3 Medical Industry Changes Now Challenging Independent Psychiatry Practices

Recent changes in the US medical industry are posing challenges for independent practices. To keep your behavioral health practice running smoothly, stay aware of the changes and learn how to navigate them.


ICD-10 Implementation

The US Government required medical practices to transition to the International Classification of Diseases—10th revision (ICD-10) by October 2015. Transitioning to ICD-10 is a requirement for every practitioner to comply with the Health Insurance Portability and Accountability Act. ICD-10 was introduced to update the 30-year-old previous system — and facilitates collection of more information regarding patients’ medical conditions.

This newer version of ICD allows providers to be more specific in their diagnoses. It does not contain diagnostic information. It is a listing of disease names and their corresponding codes.

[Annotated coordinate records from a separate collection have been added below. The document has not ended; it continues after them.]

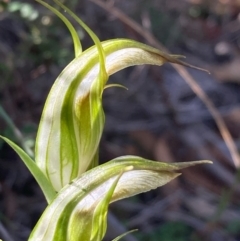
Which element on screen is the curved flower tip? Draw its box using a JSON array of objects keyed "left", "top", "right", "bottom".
[
  {"left": 36, "top": 39, "right": 209, "bottom": 191},
  {"left": 29, "top": 156, "right": 210, "bottom": 241}
]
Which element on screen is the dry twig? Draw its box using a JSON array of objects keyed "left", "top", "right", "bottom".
[{"left": 91, "top": 0, "right": 240, "bottom": 168}]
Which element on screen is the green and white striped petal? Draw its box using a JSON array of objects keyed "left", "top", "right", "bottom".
[
  {"left": 29, "top": 156, "right": 211, "bottom": 241},
  {"left": 36, "top": 39, "right": 206, "bottom": 191}
]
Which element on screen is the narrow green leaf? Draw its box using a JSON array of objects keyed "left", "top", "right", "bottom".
[
  {"left": 112, "top": 229, "right": 138, "bottom": 241},
  {"left": 0, "top": 136, "right": 56, "bottom": 203}
]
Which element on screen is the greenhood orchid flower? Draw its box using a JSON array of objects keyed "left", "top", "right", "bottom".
[{"left": 2, "top": 0, "right": 210, "bottom": 241}]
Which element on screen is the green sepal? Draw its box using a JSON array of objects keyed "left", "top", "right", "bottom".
[
  {"left": 0, "top": 136, "right": 56, "bottom": 203},
  {"left": 29, "top": 156, "right": 211, "bottom": 241}
]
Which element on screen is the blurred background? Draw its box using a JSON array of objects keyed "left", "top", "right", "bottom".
[{"left": 0, "top": 0, "right": 240, "bottom": 241}]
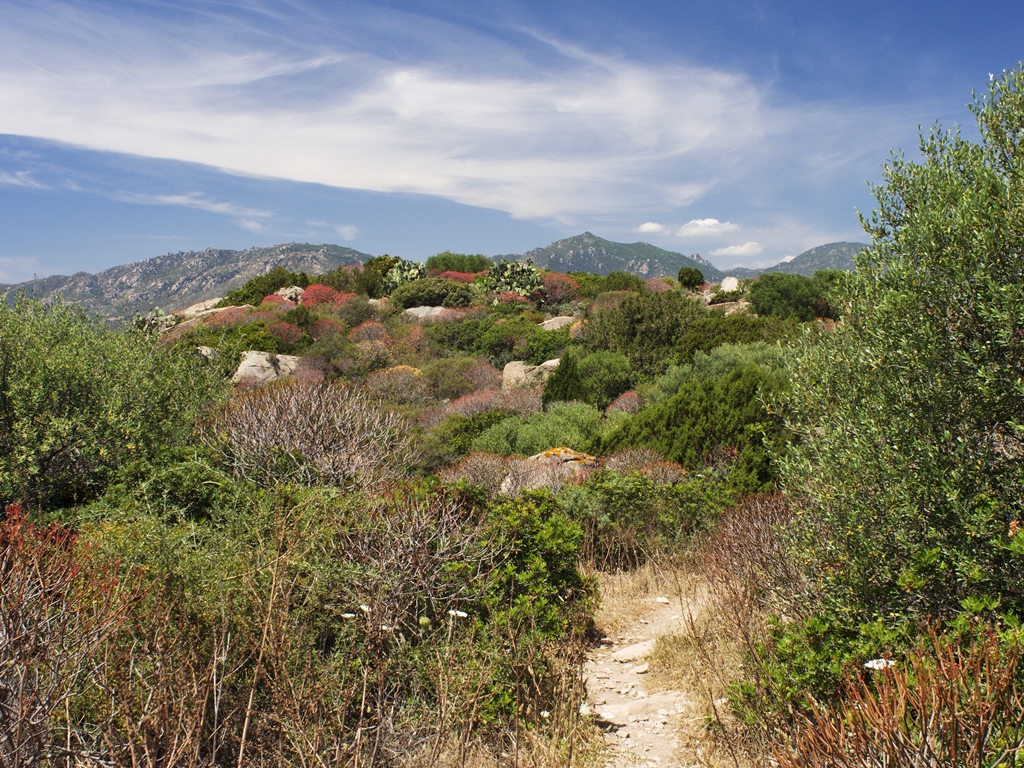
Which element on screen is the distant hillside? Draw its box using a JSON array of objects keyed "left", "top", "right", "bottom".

Practices that have not yet made the switch are risking claims denials. Another challenge with the new system is the cost of implementation. The American Medical Association estimates that a practice could spend between $56,639 and $226,201 to get the new system.

Affordable Care Act (ACA)

Affordable Care Act (ACA) is affecting the way private practices get paid. The Act has spurred the shift in reimbursements from fee-for-service model to a value-based payment model. The ACA now requires physicians to participate in the Physician Quality Reporting System (PQRS). Those who fail to comply face a 2% penalty in Medicare payments. This new method has pushed some physicians to stop accepting insurance to avoid claims submission hassles. Some practices are finding themselves suffering financially from the reduced income.

Physician Quality Reporting System

The Physician Quality Reporting System (PQRS) is a Center for Medicare and Medicaid Services (CMS) quality reporting program. PQRS originally offered payment incentives to Medicare providers who reported quality performance measures. However, 2015 was a turning point – with penalties assessed to providers who failed to report. All eligible professionals (including psychiatrists) participating in Medicare must submit data to avoid negative payment adjustments to their Medicare reimbursement. To participate, practitioners must report designated administrative codes on billing claims. This can be performed through a certified electronic health record (EHR) system, or through a qualified registry.

Tackle the Challenges

These are challenges – not barriers. With the right guidance, you can meet these challenges and keep your practice running smoothly. Take steps to get in line with current demands. One step at a time, you can knock down these challenges and make progress. If your goal truly is to stay independent, get the help you need to make it happen.